Şimdi, İkizdere’de doğa katliamına karşı köylüler harekete geçmiş, eylem yapmış, tüm ülkeden yardım istiyorlarmış öyle mi?
Köylülerin savunduğu sadece derenin suyu (zira köy ve çaylıklar için bedava su lazım) ve kendi çaylıklarıdır, gerisi onları ilgilendirmez, neden mi bunu söylüyorum?
Aynı köylüler Artvin Cerattepe’de doğa katliamı yapılırken, Fatsa’da maden için doğa katledilirken, her yere HES’ler yapılırken, doğayı katleden Karadeniz sahil yolu yapılırken, Yeşil yol projesi hayata geçirilirken, Gezi’de gencecik insanlar ölürken, hatta kendi memleketleri Rize’de doğa yok edilirken hiç bir şey yapmadılar.
Onların ağaç, doğa falan derdi yok, dertleri kendi çaylıkları. Öyle olmasa videolarda kadınlar jandarmaya “gidin yan köyde açın taş ocağınızı, burası benim babamdan kalan çaylık, buraya olmaz” derler miydi?
Yan köylüsünü bile umursamayan bir kafa, doğayı umursar mı hiç? (muhtemelen yan köylüsü de “iyi ki bizim köye değil de onların köylerine gittiler” diye sevinmiştir)
Peki, bu ilçenin halkının siyasi tercihleri ne olmuş dersiniz?
2019 belediye seçimlerin % 97,65 Cumhur ittifakına oy vermişler (bu oy oranına zamanında Hitler’de ulaşamadı, Kenan Evren’de) sonuçlar burada: https://www.sozcu.com.tr/secim2019/rize/ikizdere
Sol grupta herhangi bir partiye tek bir oy bile yok yaklaşık 7000 nüfuslu ilçede, 1537 oy kullanılmış ama tek bir oy bile yok.
Peki, 2018 CB ve milletvekili seçimlerinde ne olmuş? Her ikisinde de %88 ile malum sonuç çıkmış,
Sonuçlar burada: https://secim.haberler.com/2018/rize-ikizdere-secim-sonuclari/ isterseniz geriye doğru diğer seçimlere de bakabilirsiniz.
Bu da madalyonun ikinci yüzü ne yazık ki!
Şimdi TV’lerde ya da sosyal medyada “pize testek olun, pizum çayliklarumuzu yok edeyiler” feryatlarını duyunca bir yandan doğa katliamına üzülürken, diğer yandan “başınızın çaresine bakın” demek geliyor içimden…
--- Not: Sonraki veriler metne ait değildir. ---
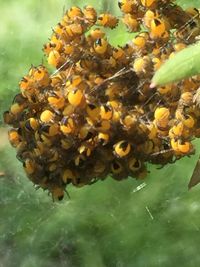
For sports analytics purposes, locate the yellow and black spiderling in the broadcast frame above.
[3,0,200,200]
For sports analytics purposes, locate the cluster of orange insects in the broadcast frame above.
[4,0,200,200]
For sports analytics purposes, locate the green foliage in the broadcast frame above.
[0,0,200,267]
[152,42,200,86]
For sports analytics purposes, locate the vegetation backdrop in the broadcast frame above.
[0,0,200,267]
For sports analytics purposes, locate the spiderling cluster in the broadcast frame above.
[4,0,200,200]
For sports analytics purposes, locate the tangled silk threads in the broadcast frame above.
[4,0,200,200]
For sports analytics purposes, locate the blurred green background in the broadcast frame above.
[0,0,200,267]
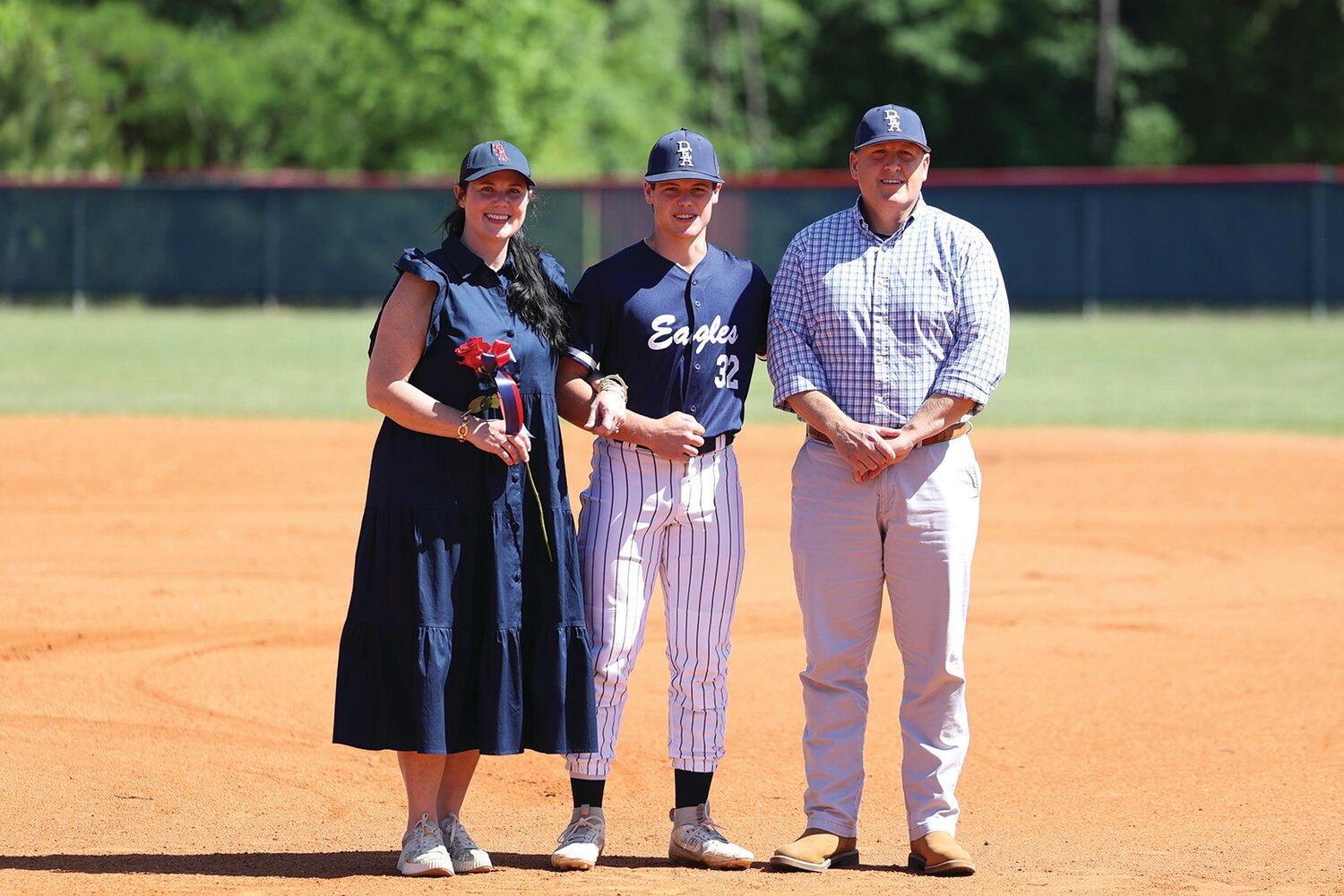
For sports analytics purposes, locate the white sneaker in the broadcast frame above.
[438,815,494,874]
[397,815,453,877]
[551,806,607,871]
[668,804,755,869]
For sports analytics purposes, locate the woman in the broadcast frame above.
[333,140,596,876]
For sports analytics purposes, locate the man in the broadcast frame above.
[769,105,1008,876]
[551,127,771,871]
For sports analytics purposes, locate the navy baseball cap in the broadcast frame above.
[854,102,930,151]
[644,127,723,184]
[457,140,537,186]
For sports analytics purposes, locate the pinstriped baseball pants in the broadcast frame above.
[790,436,980,840]
[564,438,745,778]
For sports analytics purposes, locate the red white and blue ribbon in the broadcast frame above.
[457,336,532,438]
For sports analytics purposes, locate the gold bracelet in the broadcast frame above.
[457,411,476,442]
[593,374,631,401]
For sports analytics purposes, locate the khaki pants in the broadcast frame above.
[790,436,980,840]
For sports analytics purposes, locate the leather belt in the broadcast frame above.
[808,422,970,447]
[612,433,738,454]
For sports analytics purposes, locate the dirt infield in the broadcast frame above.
[0,417,1344,896]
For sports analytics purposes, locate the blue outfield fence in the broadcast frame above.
[0,165,1344,312]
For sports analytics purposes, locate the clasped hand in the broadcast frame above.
[831,423,916,482]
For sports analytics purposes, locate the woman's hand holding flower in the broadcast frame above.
[467,418,532,466]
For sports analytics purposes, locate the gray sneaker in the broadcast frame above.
[438,815,495,874]
[397,815,453,877]
[668,804,755,869]
[551,806,607,871]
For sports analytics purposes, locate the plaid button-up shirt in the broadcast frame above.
[769,199,1008,428]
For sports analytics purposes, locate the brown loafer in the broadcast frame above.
[771,828,859,871]
[910,831,976,877]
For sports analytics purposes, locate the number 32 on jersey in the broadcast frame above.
[714,355,741,390]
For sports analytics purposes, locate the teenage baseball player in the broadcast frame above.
[551,127,771,871]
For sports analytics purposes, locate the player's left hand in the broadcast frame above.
[583,390,629,436]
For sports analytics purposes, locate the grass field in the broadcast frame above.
[0,307,1344,433]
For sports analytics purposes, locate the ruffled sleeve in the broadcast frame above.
[368,246,448,355]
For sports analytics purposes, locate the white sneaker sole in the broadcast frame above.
[551,853,601,871]
[397,860,453,877]
[453,849,495,874]
[668,844,755,871]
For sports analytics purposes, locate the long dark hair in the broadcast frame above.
[443,195,570,352]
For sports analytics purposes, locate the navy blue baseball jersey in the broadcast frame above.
[569,239,771,438]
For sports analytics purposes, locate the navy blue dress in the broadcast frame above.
[333,237,597,755]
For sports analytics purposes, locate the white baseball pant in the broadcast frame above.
[789,436,980,840]
[564,438,745,780]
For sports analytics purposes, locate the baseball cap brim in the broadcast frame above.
[464,165,537,186]
[855,135,933,151]
[644,170,723,184]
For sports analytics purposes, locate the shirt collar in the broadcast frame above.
[849,194,925,242]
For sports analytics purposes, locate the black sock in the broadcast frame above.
[570,778,607,809]
[672,769,714,809]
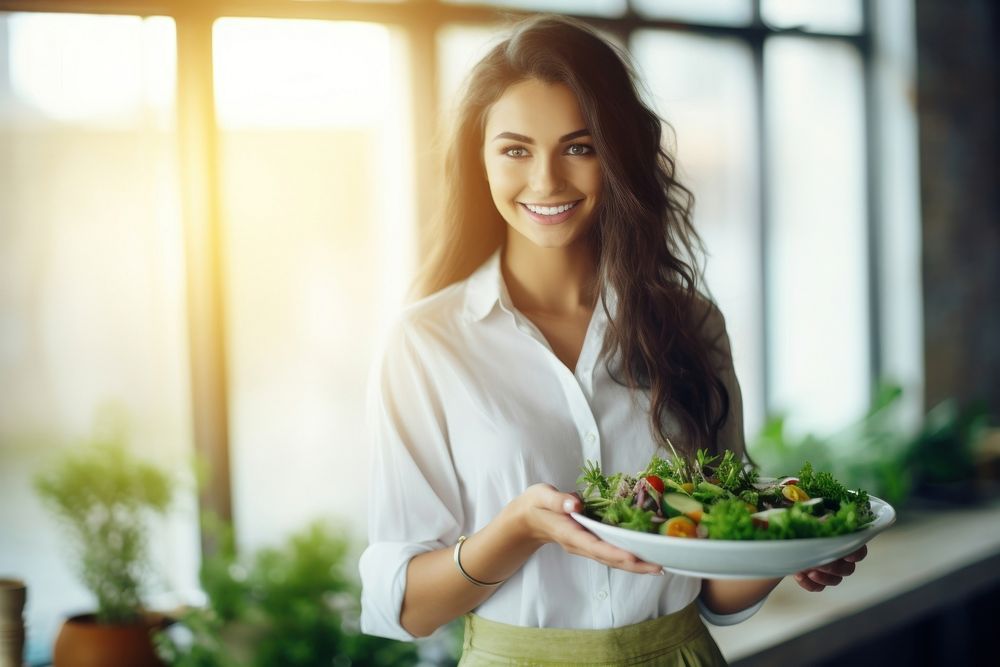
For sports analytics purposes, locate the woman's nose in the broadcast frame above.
[528,158,565,195]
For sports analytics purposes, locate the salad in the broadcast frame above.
[578,446,874,540]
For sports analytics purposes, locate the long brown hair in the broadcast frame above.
[418,16,729,451]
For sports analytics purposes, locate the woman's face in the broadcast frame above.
[483,79,603,248]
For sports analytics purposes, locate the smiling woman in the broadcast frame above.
[483,79,603,247]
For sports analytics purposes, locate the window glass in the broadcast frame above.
[0,14,199,661]
[632,31,764,433]
[445,0,626,16]
[764,37,870,431]
[214,18,414,549]
[632,0,753,25]
[760,0,863,34]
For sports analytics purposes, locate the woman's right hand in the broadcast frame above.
[507,484,663,574]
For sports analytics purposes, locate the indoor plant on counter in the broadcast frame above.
[35,438,174,667]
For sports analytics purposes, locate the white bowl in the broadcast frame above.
[572,496,896,579]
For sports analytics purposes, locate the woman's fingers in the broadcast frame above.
[844,544,868,563]
[812,558,857,577]
[795,571,826,593]
[560,519,663,574]
[526,484,663,574]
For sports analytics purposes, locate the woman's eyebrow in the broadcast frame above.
[493,128,590,144]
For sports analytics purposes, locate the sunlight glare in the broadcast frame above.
[9,13,176,125]
[215,18,390,129]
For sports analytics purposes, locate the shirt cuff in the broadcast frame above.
[358,542,441,641]
[698,595,768,626]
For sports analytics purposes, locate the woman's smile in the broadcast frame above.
[482,79,604,248]
[518,199,582,225]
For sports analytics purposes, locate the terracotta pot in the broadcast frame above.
[52,614,166,667]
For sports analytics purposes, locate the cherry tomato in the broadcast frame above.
[646,475,664,493]
[660,516,698,537]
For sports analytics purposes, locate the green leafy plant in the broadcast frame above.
[157,520,426,667]
[35,436,174,624]
[750,383,988,507]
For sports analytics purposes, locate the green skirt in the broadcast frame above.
[458,603,726,667]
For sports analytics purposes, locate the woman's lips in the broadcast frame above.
[518,201,580,225]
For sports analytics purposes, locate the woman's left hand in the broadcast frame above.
[795,545,868,593]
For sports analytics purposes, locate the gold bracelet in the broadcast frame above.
[455,535,507,588]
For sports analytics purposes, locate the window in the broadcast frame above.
[0,14,198,656]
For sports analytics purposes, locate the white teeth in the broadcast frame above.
[525,202,577,215]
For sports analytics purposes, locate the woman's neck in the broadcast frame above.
[500,229,597,316]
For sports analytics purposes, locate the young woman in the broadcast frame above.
[360,17,864,665]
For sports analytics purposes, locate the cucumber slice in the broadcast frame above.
[698,482,726,496]
[663,493,704,515]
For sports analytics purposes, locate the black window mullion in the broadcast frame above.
[175,3,232,553]
[861,0,884,396]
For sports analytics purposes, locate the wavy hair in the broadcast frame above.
[417,16,729,452]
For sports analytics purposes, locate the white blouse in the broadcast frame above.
[360,253,760,640]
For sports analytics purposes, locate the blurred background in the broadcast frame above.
[0,0,1000,664]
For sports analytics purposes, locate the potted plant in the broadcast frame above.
[159,517,430,667]
[35,438,174,667]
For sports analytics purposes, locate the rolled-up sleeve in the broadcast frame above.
[359,321,463,641]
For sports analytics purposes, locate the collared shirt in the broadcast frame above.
[360,253,760,640]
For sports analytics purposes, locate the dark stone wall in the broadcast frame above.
[915,0,1000,423]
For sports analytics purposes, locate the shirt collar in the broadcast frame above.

Onlar bizi hiç ama hiç umursamadılar, biz onları neden umursayalım ki? Bizim tek umursayacağımız doğa olmalı.
Ama galiba, bu konuda söylenebilecek en doğru sözü George Orwell söylemiş; tam da bu konuyla ilgili; “Rüşvetçi politikaları, düzenbazları, hırsızları ve hainleri seçen halk kurban değil, suç ortağıdır. Suç ortağı, sonuçlarına katlanır.”